Although listening calming music certainly helped slow down the great river of chaotic thoughts in my brain, this did not enable me to get rid of the chaos in the river of thoughts.  The river of chaos was just too strong.

The first tool I tried that actually helped me really slow down the chaos, was something called binaural beats.  Binaural beats are when two different tones are played in each ear.  Binaural tones only work if you use headphones.  For some reason, I found that if I listened to binaural tones, this genuinely disrupted the waves of chaotic thoughts in my head.  Once the waves had been disrupted, I was much more successful in learning how to really get rid of the chaos.
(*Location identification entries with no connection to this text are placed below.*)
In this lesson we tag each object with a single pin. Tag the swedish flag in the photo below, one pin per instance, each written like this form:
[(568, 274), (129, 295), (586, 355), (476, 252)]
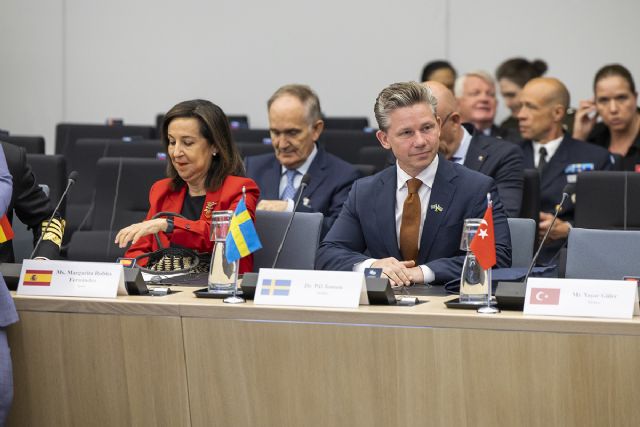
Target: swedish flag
[(242, 238)]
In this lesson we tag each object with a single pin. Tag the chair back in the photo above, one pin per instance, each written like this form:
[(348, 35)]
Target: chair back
[(33, 144), (70, 132), (523, 236), (603, 254), (346, 144), (346, 123), (608, 200), (52, 171), (122, 199), (530, 207), (299, 250)]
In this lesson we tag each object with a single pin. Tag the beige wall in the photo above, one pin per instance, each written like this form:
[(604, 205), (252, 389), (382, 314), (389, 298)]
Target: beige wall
[(80, 60)]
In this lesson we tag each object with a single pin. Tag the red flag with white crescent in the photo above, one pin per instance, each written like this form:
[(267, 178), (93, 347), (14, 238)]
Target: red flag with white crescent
[(483, 244)]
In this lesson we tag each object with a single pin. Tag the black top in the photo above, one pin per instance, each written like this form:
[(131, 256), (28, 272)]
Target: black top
[(192, 206), (601, 136)]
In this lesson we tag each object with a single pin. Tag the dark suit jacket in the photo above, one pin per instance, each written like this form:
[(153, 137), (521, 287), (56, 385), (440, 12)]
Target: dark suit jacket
[(195, 234), (502, 161), (28, 201), (553, 179), (331, 179), (367, 222)]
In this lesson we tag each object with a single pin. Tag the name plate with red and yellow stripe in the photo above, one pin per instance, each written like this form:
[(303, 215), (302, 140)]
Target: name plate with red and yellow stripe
[(71, 279)]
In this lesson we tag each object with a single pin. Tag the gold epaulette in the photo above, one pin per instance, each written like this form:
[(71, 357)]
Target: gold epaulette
[(54, 232)]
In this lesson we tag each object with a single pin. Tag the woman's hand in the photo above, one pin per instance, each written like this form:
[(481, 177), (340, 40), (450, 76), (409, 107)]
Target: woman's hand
[(585, 119), (135, 231)]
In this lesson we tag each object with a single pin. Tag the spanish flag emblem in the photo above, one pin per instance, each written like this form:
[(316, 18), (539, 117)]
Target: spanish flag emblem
[(6, 232), (37, 277)]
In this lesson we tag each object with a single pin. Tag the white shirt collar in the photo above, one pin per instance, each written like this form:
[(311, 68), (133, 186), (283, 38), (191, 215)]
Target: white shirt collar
[(427, 175), (551, 147), (461, 153), (307, 163)]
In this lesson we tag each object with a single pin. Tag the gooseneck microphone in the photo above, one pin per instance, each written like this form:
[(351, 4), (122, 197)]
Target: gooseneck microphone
[(73, 177), (565, 196), (303, 184)]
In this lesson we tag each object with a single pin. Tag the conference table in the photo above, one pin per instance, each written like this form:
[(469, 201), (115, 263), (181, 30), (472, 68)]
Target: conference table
[(178, 360)]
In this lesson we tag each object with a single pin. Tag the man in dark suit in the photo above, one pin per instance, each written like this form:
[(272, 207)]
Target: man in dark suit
[(463, 144), (557, 156), (408, 218), (31, 205), (476, 95), (295, 124), (8, 314)]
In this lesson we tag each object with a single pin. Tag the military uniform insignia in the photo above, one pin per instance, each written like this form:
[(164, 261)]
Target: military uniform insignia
[(53, 231), (209, 209)]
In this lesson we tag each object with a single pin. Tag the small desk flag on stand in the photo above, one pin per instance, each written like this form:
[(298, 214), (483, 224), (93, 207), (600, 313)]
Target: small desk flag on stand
[(6, 232), (242, 238), (483, 244)]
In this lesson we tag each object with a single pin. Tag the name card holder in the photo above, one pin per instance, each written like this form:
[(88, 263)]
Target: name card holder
[(616, 299), (310, 288), (71, 279)]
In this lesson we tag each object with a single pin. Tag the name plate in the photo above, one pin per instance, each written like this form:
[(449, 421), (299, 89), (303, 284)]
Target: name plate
[(71, 279), (581, 297), (310, 288)]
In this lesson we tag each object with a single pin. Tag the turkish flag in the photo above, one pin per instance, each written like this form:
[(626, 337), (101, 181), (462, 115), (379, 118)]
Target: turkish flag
[(546, 296), (483, 244)]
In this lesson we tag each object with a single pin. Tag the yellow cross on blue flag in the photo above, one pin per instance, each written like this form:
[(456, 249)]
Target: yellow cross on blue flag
[(242, 238)]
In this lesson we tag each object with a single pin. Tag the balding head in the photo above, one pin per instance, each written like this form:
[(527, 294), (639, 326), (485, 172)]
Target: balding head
[(553, 90), (544, 104), (446, 101), (450, 120)]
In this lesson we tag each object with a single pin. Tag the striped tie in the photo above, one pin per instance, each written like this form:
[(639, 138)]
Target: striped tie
[(289, 191)]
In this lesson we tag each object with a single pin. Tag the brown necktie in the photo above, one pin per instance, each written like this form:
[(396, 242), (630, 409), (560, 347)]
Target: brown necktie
[(410, 225)]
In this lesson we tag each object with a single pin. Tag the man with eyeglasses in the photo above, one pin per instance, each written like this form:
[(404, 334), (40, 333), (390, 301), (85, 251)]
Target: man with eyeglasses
[(407, 219), (476, 95), (462, 143), (558, 157), (295, 124)]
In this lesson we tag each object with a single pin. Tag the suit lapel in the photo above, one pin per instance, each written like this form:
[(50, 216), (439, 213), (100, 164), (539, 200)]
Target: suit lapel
[(272, 181), (385, 211), (476, 154), (527, 151), (175, 200), (556, 165), (441, 195), (316, 171)]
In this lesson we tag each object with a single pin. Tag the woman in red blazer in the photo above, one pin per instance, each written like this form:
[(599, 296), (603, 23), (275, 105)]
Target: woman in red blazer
[(205, 175)]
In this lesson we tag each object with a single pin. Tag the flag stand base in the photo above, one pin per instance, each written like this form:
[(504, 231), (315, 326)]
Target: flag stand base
[(488, 310)]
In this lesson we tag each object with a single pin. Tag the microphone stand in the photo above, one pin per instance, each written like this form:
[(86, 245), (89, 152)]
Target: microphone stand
[(72, 180), (303, 185)]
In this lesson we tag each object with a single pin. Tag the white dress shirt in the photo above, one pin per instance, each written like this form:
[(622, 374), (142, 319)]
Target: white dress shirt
[(298, 178), (551, 147)]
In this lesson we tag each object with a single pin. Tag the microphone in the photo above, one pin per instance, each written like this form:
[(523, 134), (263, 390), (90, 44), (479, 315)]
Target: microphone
[(303, 184), (565, 196), (510, 295), (570, 191), (73, 177)]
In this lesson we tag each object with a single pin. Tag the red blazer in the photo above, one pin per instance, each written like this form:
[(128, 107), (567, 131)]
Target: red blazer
[(195, 234)]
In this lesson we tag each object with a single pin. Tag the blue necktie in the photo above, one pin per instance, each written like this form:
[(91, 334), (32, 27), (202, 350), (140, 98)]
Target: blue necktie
[(290, 190)]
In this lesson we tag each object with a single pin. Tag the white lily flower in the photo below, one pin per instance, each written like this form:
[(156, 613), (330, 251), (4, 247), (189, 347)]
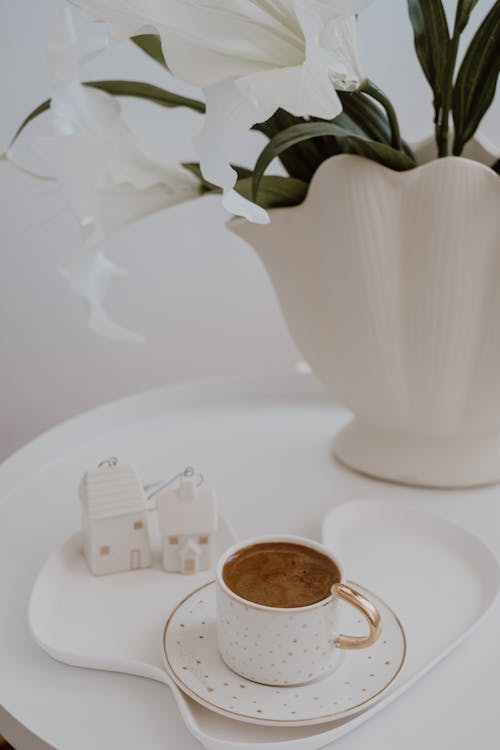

I no longer use binaural beats because I don’t need them.  When you start meditating, you may find them useful, but don’t get sucked in by the sales pitch. One binaural beat sounds just like every other binaural beat and there is no musical quality to them that I can detect.  Binaural beats are strictly a tool that helped me disrupt my thoughts enough so that I was able to learn how to meditate.

Some of the binaural beats I used most often when I started learning to meditate were these.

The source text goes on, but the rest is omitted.